Airat Ichmouratov est un compositeur québécois qui sonne comme le meilleur de Hollywood. Mine de rien, le Montréalais est en train de devenir un chef de file de la musique néo-romantique contemporaine et mondiale. Ses compositions, traditionnellement structurées en symphonies, concertos, quatuors, poèmes symphoniques, etc. sont jouées un peu partout sur la planète. Il y a de quoi, elles sont non seulement très accessibles mais surtout fort bien écrites et souvent remarquablement orchestrées, comme de bonnes musiques hollywoodiennes.
Prenons le cas du Concerto pour piano de 2012-2013. Dès le départ, on est en terrain familier et réconfortant : c’est Rach 3! On avance un peu, et on dirait Delerue. Plus tard, il y a Gorecki aussi, dans l’implacable avancée d’accords soutenus de l’orchestre sous les coups de semonce du piano (2e mouvement, grave solenne). Le 3e mouvement évoque Korngold dans l’explosion de couleurs initiales, puis un tourbillon de Saint-Saëns et Rimski-Korsakov dans l’épatante et spectaculaire fresque qui suit pendant presque dix minutes. L’écriture pour les bois, tout au long du concerto, est tout simplement éblouissante. On pense alors aux grandes trames sonores de James Horner dans les années 1980 et début 1990 (The Land Before Time, Willow, Star Trek II, Aliens, Krull, Cocoon, The Rocketeer, etc.) mais, bien sûr, avec un discours purement concertiste pleinement abouti. JP Sylvestre semble vibrer de bonheur avec cette partition lumineuse et héroïque, sincèrement pompière, et en fin de compte mauditement irrésistible.

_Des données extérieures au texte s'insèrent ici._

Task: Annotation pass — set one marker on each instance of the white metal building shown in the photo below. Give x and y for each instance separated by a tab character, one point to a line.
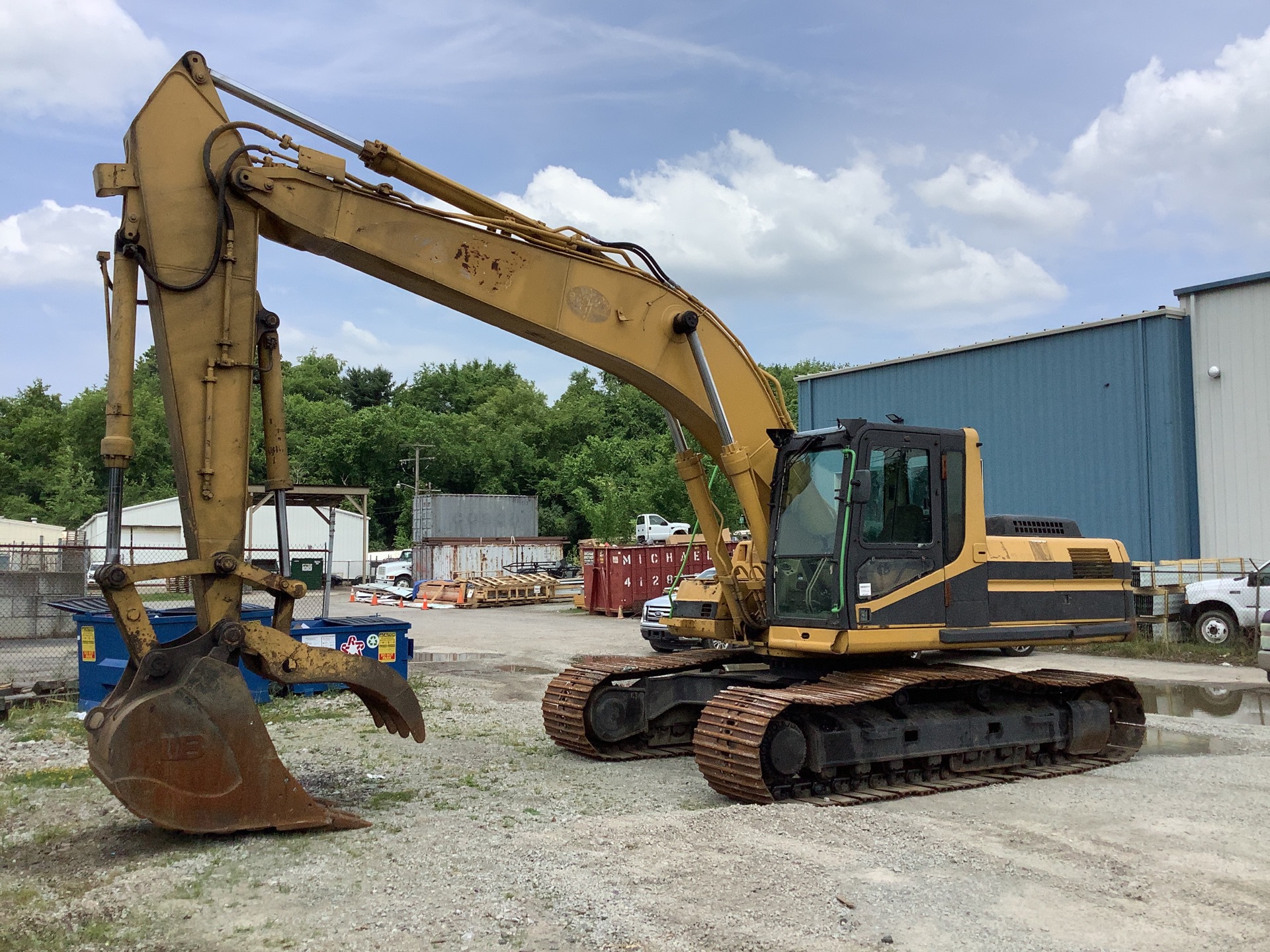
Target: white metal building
1230	323
157	526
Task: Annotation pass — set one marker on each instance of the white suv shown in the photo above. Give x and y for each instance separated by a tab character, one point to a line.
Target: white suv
651	527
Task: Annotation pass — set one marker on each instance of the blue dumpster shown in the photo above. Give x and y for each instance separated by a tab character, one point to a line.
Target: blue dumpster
103	655
370	636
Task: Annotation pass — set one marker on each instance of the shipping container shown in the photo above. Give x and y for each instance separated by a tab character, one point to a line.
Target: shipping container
618	580
464	557
474	516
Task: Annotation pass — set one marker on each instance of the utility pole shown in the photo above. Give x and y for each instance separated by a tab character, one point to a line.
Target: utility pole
414	500
418	448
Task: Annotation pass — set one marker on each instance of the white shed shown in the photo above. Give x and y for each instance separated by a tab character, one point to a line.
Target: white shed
153	532
1230	329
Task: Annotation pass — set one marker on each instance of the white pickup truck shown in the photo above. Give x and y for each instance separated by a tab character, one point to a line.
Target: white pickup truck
399	571
651	527
1218	608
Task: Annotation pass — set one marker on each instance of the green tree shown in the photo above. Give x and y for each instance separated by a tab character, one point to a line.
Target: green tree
73	494
366	386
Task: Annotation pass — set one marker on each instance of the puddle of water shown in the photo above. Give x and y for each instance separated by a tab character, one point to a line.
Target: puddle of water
525	669
1208	701
1166	743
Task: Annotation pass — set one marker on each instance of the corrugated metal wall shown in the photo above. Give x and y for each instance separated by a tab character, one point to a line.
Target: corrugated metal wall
1231	331
461	516
1095	424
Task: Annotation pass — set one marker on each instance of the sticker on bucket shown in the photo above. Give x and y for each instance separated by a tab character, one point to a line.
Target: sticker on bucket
388	647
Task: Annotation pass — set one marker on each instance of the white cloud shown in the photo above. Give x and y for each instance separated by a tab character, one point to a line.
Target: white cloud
737	219
990	190
74	59
1193	141
365	338
54	244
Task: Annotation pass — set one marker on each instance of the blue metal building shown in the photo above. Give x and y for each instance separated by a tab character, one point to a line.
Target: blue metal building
1095	422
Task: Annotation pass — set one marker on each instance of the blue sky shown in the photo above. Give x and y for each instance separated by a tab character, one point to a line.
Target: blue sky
846	180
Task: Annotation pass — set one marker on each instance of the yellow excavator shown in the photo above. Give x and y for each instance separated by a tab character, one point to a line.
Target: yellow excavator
868	539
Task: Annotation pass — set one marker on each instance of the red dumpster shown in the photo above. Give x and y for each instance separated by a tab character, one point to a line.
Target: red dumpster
618	580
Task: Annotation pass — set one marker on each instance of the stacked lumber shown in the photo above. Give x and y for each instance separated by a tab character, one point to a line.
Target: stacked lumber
488	590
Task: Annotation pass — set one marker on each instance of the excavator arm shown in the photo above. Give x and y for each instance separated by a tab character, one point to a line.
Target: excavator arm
178	740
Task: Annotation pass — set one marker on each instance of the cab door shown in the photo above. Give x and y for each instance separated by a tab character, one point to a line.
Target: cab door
897	532
804	584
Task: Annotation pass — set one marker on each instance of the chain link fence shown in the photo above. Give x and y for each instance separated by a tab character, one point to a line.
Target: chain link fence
38	643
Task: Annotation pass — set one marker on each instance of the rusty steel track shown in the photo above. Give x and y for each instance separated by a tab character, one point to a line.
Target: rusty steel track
566	701
730	731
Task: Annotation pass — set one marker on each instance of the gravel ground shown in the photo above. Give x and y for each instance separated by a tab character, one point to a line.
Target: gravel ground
489	837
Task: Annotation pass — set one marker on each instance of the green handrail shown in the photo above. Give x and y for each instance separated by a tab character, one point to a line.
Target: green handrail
846	534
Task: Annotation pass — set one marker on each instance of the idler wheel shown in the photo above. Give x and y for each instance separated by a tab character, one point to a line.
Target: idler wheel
786	748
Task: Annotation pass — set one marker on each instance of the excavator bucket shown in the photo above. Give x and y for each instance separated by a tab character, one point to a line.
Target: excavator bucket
182	743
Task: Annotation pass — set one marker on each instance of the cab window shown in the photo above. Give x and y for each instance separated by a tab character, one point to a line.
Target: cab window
806	573
954	504
898	510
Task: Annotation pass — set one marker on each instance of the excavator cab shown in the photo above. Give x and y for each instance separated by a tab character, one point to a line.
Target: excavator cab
863	512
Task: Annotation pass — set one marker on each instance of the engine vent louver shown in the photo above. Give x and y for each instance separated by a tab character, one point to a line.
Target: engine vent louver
1032	526
1091	564
1039	527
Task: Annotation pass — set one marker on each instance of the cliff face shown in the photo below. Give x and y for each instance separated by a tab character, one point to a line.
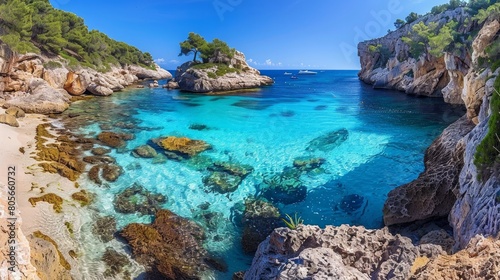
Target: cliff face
449	187
38	84
427	75
211	79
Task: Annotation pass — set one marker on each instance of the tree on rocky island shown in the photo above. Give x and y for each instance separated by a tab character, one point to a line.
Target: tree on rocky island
194	44
197	44
399	23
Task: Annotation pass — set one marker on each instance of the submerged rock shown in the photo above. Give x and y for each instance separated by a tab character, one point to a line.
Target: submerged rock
169	248
222	182
328	141
145	151
236	169
9	120
308	164
104	228
138	199
16	112
286	187
182	146
260	218
113	139
352	203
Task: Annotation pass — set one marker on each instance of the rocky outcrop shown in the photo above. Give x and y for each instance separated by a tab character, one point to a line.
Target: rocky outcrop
38	84
75	84
169	248
479	260
344	252
475	81
433	193
47	258
9	120
182	146
40	98
210	80
477	209
391	67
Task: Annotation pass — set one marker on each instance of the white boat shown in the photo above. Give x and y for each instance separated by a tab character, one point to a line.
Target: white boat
307	72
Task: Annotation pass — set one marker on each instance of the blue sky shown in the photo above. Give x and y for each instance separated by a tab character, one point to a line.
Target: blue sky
273	34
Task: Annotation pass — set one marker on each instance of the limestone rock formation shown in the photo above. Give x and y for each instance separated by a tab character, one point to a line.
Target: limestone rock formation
21	76
40	98
210	81
75	84
479	260
48	260
182	146
9	120
344	252
433	193
426	75
16	112
169	248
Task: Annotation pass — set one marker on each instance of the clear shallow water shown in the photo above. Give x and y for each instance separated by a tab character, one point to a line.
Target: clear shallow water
268	129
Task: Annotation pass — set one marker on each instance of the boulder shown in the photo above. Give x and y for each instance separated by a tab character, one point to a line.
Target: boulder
16	112
182	145
99	90
42	99
210	80
74	84
137	199
344	252
144	151
142	73
260	218
169	248
104	228
433	193
48	260
9	120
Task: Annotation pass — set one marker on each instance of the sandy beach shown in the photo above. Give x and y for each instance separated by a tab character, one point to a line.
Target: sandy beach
18	147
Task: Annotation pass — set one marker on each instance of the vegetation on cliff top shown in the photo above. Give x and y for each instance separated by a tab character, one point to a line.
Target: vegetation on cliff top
195	44
35	26
487	156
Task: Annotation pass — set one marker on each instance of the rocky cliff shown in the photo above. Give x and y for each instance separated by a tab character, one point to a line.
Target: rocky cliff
394	68
221	74
38	84
451	186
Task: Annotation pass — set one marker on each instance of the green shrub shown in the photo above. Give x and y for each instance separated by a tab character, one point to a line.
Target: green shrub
212	75
221	69
487	155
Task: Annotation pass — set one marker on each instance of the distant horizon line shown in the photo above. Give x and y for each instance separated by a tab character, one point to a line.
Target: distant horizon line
298	69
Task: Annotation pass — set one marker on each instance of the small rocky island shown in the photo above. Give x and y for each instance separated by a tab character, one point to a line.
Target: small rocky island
222	69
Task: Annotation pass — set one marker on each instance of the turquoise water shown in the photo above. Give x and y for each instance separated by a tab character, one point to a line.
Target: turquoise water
267	129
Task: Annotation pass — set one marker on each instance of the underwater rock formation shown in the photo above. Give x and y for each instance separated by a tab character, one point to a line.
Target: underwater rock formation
285	187
137	199
329	141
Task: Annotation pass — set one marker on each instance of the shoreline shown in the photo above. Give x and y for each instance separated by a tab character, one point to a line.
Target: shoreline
32	182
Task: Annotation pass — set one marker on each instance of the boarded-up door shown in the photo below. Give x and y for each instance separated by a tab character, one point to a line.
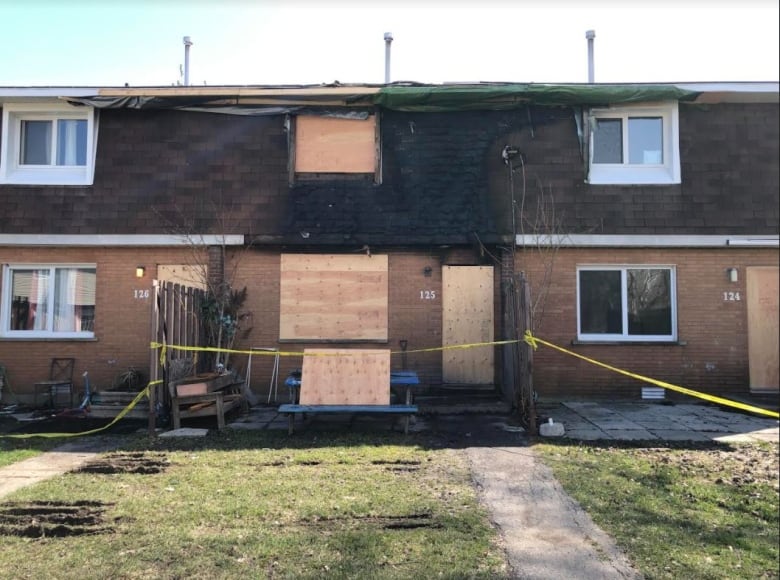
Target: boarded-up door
467	318
763	328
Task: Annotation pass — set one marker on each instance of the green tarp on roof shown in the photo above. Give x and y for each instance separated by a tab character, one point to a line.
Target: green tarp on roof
510	96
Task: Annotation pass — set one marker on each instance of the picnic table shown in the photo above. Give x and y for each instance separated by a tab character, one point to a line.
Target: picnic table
407	380
348	381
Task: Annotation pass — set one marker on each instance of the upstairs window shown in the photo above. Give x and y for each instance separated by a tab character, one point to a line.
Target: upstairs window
47	145
635	303
635	145
44	301
328	147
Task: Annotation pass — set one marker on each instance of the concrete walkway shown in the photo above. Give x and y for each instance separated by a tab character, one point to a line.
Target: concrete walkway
64	458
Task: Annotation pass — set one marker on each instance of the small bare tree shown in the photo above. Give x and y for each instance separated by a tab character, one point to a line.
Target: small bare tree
222	312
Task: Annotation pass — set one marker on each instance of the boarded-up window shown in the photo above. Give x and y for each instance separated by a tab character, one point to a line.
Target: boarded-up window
335	145
333	297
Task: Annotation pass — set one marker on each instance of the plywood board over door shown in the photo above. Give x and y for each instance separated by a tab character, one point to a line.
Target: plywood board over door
467	318
763	328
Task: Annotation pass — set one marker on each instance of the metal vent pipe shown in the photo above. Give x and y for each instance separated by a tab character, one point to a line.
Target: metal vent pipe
388	42
187	45
590	35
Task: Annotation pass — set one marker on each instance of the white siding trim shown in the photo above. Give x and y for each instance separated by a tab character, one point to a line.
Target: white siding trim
646	241
119	240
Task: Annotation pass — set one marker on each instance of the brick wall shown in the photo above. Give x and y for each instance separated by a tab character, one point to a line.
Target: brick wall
122	316
712	356
413	316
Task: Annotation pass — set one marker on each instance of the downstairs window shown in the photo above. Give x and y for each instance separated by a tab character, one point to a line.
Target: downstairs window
48	301
631	303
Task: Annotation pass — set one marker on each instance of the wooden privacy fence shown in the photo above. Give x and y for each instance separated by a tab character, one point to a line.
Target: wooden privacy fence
175	319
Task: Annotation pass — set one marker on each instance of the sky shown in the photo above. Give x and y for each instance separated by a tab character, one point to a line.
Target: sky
86	43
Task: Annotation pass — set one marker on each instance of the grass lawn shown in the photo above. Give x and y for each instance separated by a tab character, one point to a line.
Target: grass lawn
348	505
256	504
682	510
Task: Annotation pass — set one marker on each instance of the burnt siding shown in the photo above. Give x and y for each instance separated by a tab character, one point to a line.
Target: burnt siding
729	156
433	188
443	181
166	172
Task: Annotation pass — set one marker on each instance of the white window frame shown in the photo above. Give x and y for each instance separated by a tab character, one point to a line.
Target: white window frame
49	333
625	336
12	171
625	173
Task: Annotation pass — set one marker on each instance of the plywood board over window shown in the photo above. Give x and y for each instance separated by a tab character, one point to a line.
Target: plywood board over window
335	145
330	297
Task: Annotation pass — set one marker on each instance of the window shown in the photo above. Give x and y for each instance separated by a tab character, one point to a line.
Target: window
48	301
47	144
635	145
334	145
635	303
325	297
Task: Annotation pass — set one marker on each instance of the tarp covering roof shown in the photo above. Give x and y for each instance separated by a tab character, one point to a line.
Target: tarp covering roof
414	97
510	96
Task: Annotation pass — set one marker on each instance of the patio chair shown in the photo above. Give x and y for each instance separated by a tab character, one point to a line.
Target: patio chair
60	381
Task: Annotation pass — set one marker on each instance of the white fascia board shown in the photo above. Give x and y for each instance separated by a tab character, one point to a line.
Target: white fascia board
25	93
645	241
144	240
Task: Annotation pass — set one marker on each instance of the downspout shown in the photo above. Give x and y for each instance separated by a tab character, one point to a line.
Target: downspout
187	45
590	35
388	42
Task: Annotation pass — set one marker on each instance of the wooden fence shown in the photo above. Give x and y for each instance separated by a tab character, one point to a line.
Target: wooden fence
175	319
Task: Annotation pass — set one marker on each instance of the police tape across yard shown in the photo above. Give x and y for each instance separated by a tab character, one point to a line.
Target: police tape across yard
528	338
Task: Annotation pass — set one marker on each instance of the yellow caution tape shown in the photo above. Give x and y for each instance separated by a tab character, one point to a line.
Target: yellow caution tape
535	341
163	348
121	414
528	338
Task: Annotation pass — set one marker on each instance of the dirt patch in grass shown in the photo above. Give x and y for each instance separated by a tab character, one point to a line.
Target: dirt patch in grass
53	519
134	462
738	465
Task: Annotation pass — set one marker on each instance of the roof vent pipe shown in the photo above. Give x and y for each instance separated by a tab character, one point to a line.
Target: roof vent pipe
187	45
590	35
388	41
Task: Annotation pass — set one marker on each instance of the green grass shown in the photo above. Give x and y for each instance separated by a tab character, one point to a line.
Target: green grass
15	449
261	504
679	511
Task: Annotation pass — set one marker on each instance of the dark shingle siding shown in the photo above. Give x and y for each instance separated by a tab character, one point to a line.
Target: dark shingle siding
443	180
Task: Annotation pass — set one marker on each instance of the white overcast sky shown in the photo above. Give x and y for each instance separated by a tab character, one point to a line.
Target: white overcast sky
268	42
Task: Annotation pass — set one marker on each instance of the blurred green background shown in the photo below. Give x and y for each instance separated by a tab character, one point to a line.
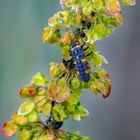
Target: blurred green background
22	55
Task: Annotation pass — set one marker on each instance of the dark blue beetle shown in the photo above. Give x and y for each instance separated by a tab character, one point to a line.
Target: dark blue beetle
79	62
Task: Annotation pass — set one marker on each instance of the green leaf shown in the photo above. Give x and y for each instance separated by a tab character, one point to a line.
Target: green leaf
46	109
73	98
33	117
26	108
25	134
75	83
128	2
20	120
9	129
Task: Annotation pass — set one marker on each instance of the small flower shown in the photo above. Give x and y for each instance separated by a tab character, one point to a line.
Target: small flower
65	2
9	129
57	93
113	7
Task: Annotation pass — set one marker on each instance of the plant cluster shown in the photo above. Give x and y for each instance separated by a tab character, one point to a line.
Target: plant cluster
76	29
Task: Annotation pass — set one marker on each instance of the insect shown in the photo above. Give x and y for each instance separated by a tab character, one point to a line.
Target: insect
79	61
53	124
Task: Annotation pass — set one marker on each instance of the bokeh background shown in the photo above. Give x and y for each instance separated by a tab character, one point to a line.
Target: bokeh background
22	55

Le Concerto pour alto en sol mineur est moins exubérant, mais aussi riche d’harmonies coussinées et de moirage orchestral. Parsemé d’éléments folkloriques occasionnels et surtout baigné dans un lyrisme élégiaque engageant, le Concerto profite de l’attention bienveillante et du jeu fluide d’Elvira Misbakhova, également conjointe d’Ichmouratov.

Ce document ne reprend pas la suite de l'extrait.